かつてドイツの植民地だったナミビア。同国では、白人と現地にもともと暮らしている民族との間にさまざまな問題が発生しています。土地問題もそのうちのひとつ。ナミビアに住む白人の人口は全体のわずか1.8%にも関わらず、同国の農場の約70%は白人が所有しています。また、雇用問題も深刻です。ナミビアの失業率は36.9%。ンダイトワ大統領は、そうした問題の解決を目指し、農業分野への投資などに力を入れることで、雇用の創出と自国の食糧不安の解決を目指しています。

国会の女性議員比率が世界で最も高い国はアフリカにある

ところで、アフリカでは、国会の女性議員比率が日本よりも高い国が多いのをご存知でしょうか。

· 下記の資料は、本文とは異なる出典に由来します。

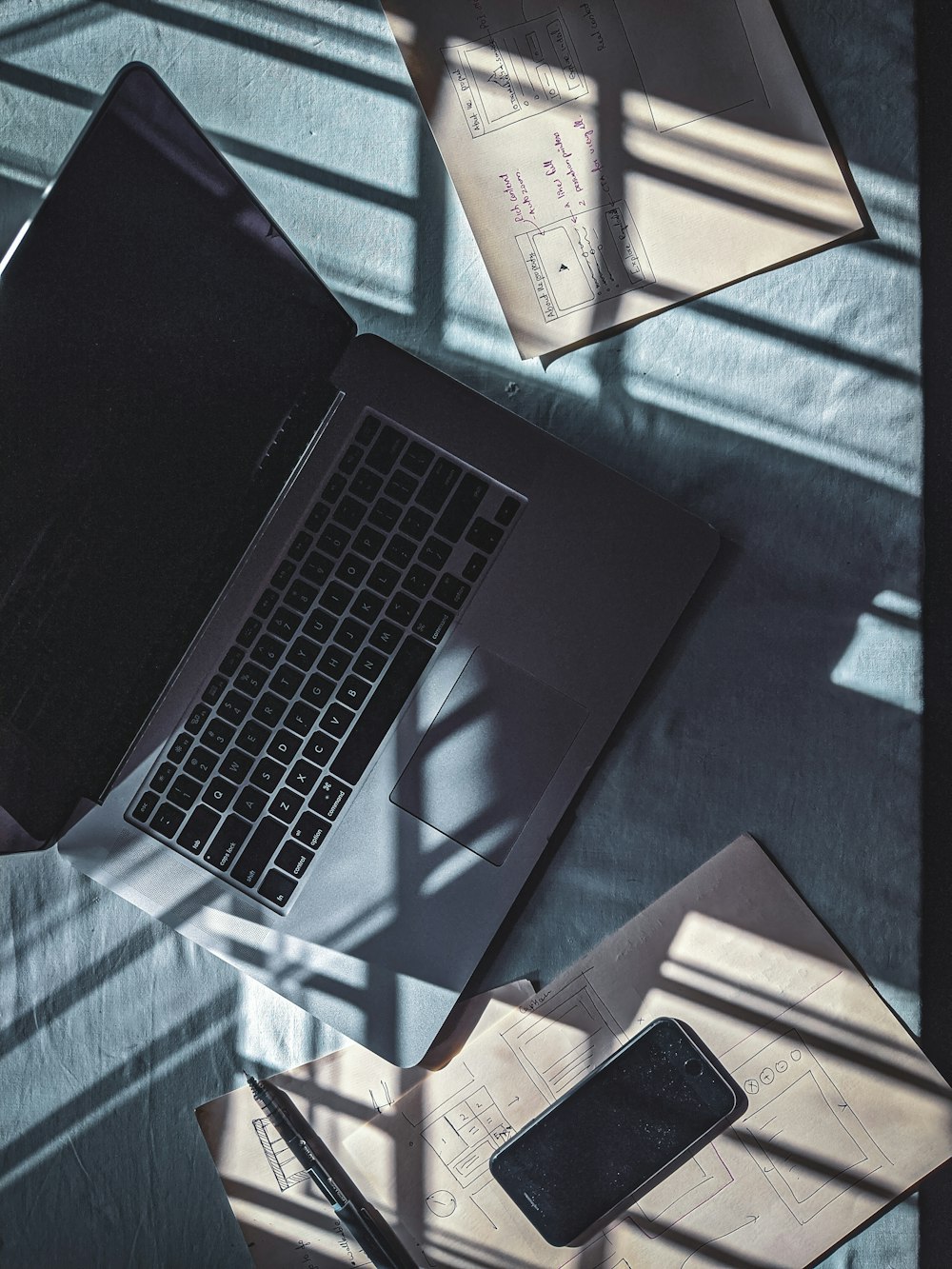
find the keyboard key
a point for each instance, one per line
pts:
(253, 736)
(277, 887)
(266, 605)
(334, 487)
(419, 580)
(215, 689)
(258, 853)
(337, 719)
(300, 547)
(301, 719)
(220, 793)
(284, 624)
(433, 622)
(286, 804)
(484, 534)
(367, 605)
(293, 860)
(380, 713)
(217, 735)
(384, 579)
(319, 625)
(268, 774)
(434, 553)
(451, 590)
(228, 842)
(234, 707)
(318, 689)
(400, 551)
(303, 654)
(310, 829)
(197, 719)
(250, 803)
(249, 632)
(268, 651)
(385, 514)
(402, 486)
(318, 517)
(269, 709)
(168, 820)
(201, 825)
(367, 430)
(403, 608)
(179, 747)
(333, 541)
(286, 681)
(304, 777)
(235, 766)
(368, 542)
(463, 506)
(284, 746)
(334, 662)
(145, 806)
(353, 692)
(352, 460)
(284, 574)
(369, 663)
(185, 792)
(366, 485)
(318, 567)
(300, 595)
(232, 660)
(163, 777)
(387, 636)
(475, 565)
(417, 457)
(251, 679)
(349, 511)
(329, 799)
(319, 747)
(438, 485)
(506, 510)
(385, 449)
(201, 763)
(352, 633)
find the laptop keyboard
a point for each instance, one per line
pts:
(266, 762)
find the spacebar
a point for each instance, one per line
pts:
(381, 709)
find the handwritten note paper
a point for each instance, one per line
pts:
(619, 156)
(844, 1112)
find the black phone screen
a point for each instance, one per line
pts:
(655, 1100)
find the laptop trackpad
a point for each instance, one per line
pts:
(489, 755)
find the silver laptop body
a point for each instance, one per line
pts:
(522, 591)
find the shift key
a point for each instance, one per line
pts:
(258, 853)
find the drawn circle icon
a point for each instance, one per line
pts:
(441, 1203)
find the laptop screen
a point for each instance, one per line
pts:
(155, 331)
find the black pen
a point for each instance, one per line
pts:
(362, 1222)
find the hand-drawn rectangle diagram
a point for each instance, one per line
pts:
(516, 73)
(466, 1134)
(583, 259)
(564, 1040)
(802, 1132)
(695, 60)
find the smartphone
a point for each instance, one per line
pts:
(620, 1131)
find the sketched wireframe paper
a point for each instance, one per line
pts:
(285, 1219)
(844, 1115)
(619, 156)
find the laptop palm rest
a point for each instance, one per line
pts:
(489, 755)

世界各国の議会による国際組織・列国議会同盟(IPU)によれば、世界の国々の国会における女性議員比率の平均値は27.2%でした(2025年3月1日時点)。それに対し、2024年の日本の国会議員における女性比率は19.0%と、過去最高ではあるものの、世界各国と比較すると低い結果になりました。

そんな中、実はサブサハラ以南アフリカの国々における国会議員の女性比率は27.1%となっています。そして、国会における女性議員比率が世界で最も高い国はアフリカ・ルワンダの61.3%なのです。

それだけではありません。アフリカでは、女性が国家のトップに立つケースも増えてきました。例えば、過去にはリベリアのエレン・ジョンソン・サーリーフ元大統領や、タンザニアのサミア・スルフ・ハッサン大統領が女性大統領として役職を全う。これまでに何人もの女性が、最高職である国家元首や首相代理に就任しています。

法制度はどれだけジェンダー平等の実現に貢献する?

視点をルワンダに戻しましょう。なぜ、ルワンダは世界で最も高い女性議員比率を実現することができているのでしょうか。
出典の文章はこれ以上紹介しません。